By Allan Frandsen
One aspect of my job as Payload Manager on the Advanced Composition Explorer (ACE) mission involved keeping track of what the different science teams were working on, and offering help where it was needed. At first it seemed like many of the scientists or their technical staff were not sure how safe it was to confide in me.
Everybody knew I had spent most of my career with NASA at the Jet Propulsion Laboratory (JPL). All of my staff, initially four of them, came from JPL too. Left to our own devices, would we impose onerous NASA rules that could stifle innovation in the ACE mission instrument development labs?
after I left.
The challenge to my team was getting the science groups to regard us as partners, or as people who could help them rather than as what they seemed to expect — a troop of requirements enforcers. There were nine instruments and twenty Co-Investigators (Co-Is) involved in ACE. They were scattered across the U.S., Switzerland, and Germany, mostly at universities and a few government labs.

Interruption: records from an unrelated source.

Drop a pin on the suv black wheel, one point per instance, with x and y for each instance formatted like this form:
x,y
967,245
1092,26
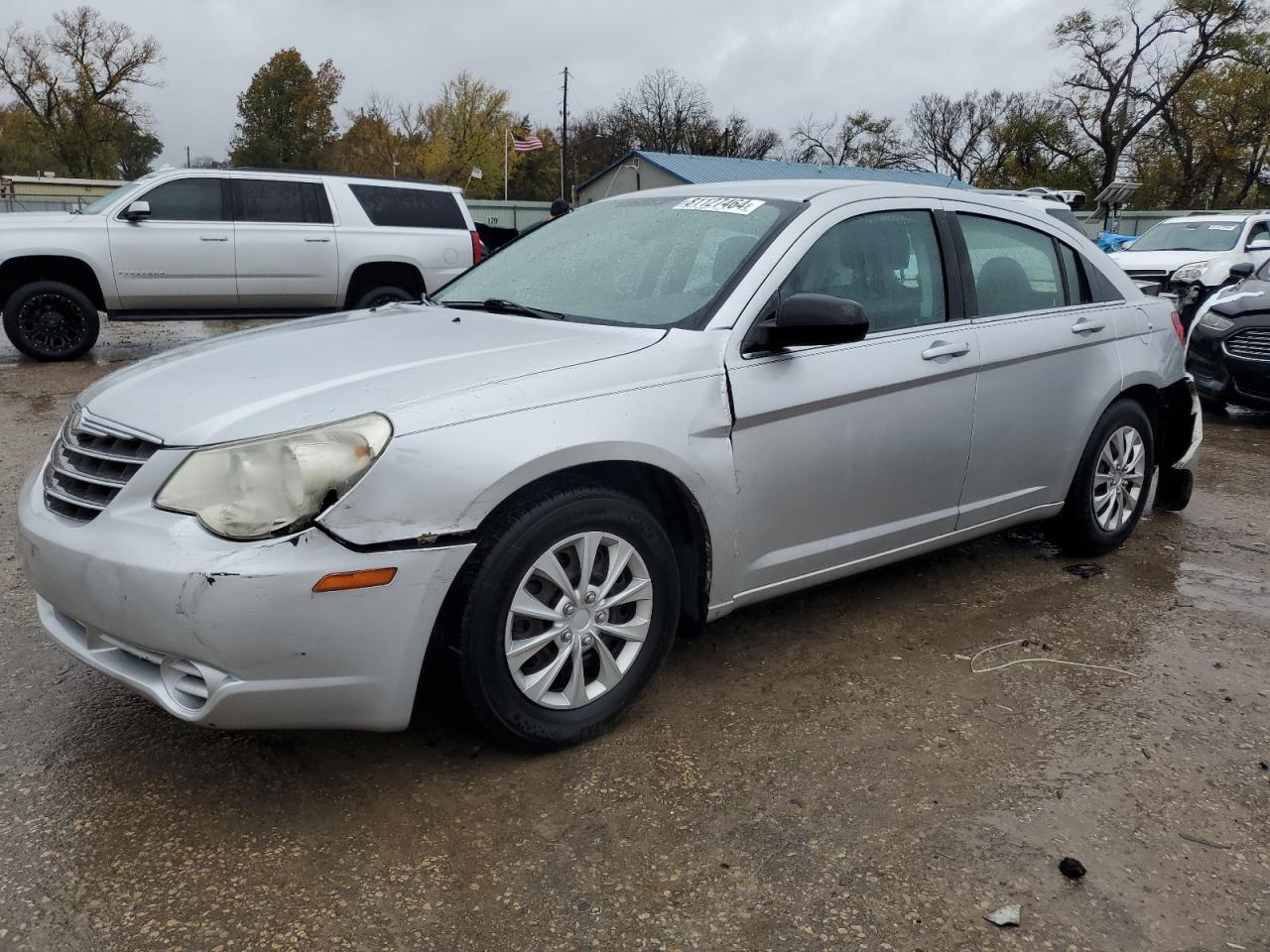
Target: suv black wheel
x,y
382,295
568,612
1111,483
49,320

At one university in particular, a designer held things very close to his chest. At first, we could barely get him to acknowledge we were in the room with him, until we arranged to help him solve a power supply problem. His boss, one of the Co-Is, recognized the contribution made by us outsiders, and figured maybe we could help solve a sensor head problem. There was no pressure; we waited for the skeptical designer to approach us. And when he did, we didn’t press him to let us get more involved. It was that kind of gentle touch that eventually changed peoples’ perception about what we were on this project for.
From the start, I decided a gentle touch was the best approach. Dr. Edward Stone, the Principal Investigator, had assembled a number of very experienced Co-Is with the nine instruments. I knew of the strong relationships that had existed before I got there and would continue to exist after I left. I never tried to put myself between Dr. Stone and his science teams. I wasn’t about to say to the Co-Is, “You can’t report to Dr. Stone, you’ve got to report to me first and I’ll report to him.” That would be dumb, I thought, and certainly do little to improve our standing at their labs.

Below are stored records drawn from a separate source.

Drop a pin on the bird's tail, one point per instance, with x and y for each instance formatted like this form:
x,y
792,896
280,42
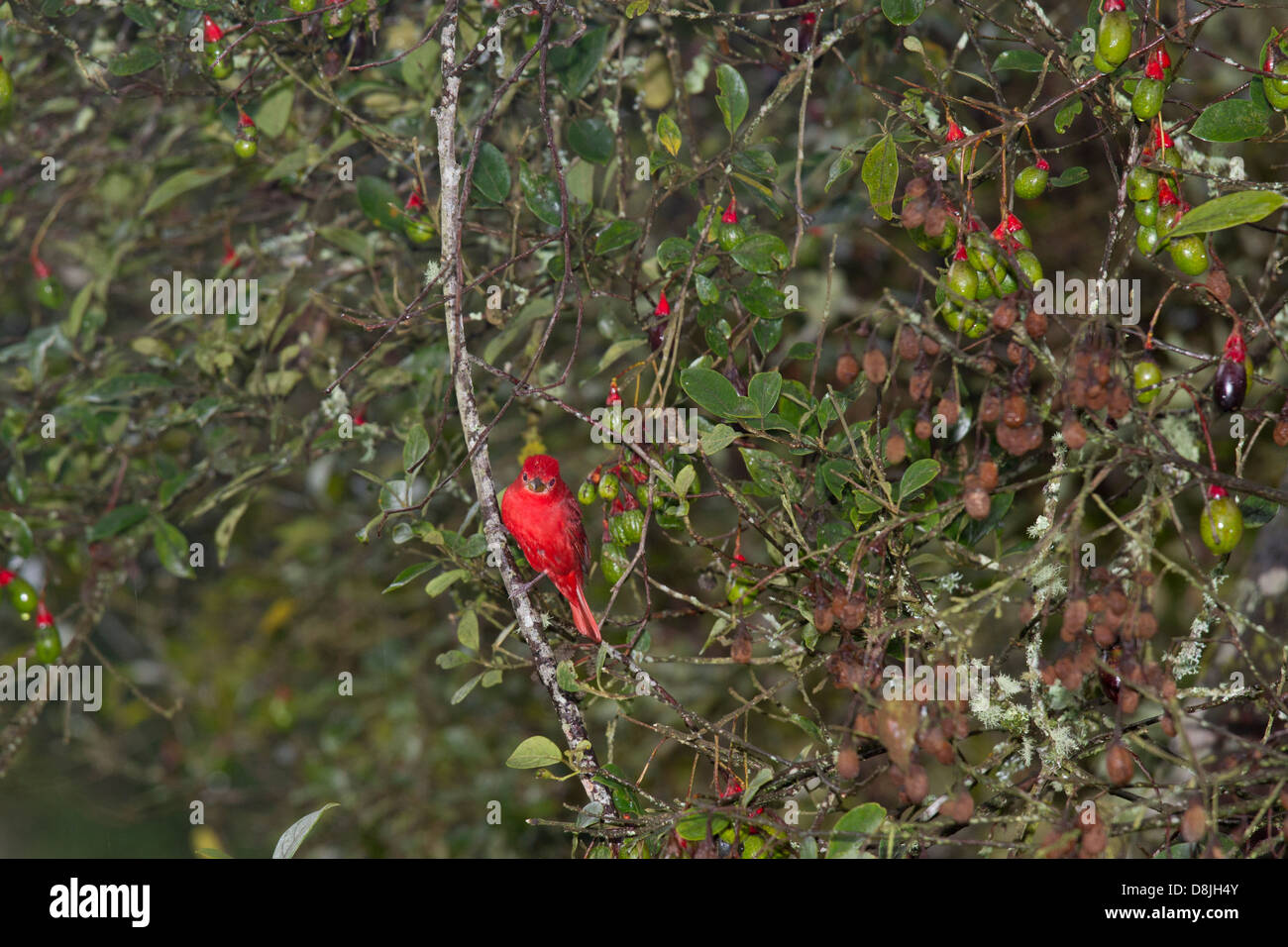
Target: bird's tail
x,y
581,615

A lot of it just came down to working hard with the Co-Is at solving development problems, and building their trust in the process. When you spend days and nights with people, and you suffer with them, they begin to realize that you’re all on the same team. At the same time, they all knew we could bring outside resources to bear in addressing special problems. But our work also involved a clever amount of requirements tailoring.
I enjoyed telling people about how my payload team had adapted to the university environment in the spirit, if not the letter, of NASA practices. Understand: we still had to meet our own requirements and satisfy the Goddard project office. In the reliability and quality assurance (R&QA) area, for instance, we were expected to audit work processes used at “the contractor’s site.” In this case, that frequently translated to “at the universities.” Well, that word “audit” can create a terrified look on some people’s faces at the working level. But to begin the necessary audit on a low key, I can recall my visiting R&QA Manager walking down the hall at one university with his arm over a technician’s shoulder, asking “how’s it going, what’s happening here?” All the time, that technician never realized this was part of a work-process audit.
Throughout, a gentle touch paid off, and kept everyone working together toward the same goal: delivery of a performing payload, on time, and within budget.
- Building trust is crucial to establishing teaming relationships across different groups. Sometimes the best way of establishing trust with a partner is by recognizing that an unobtrusive approach goes further than an assertive one.
- The best way to learn what is actually going on is just by establishing open communication.
- Consider “auditing-by-walking-around” as just an extension of “managing by-walking-around.”
What lessons have you had to relearn throughout your career?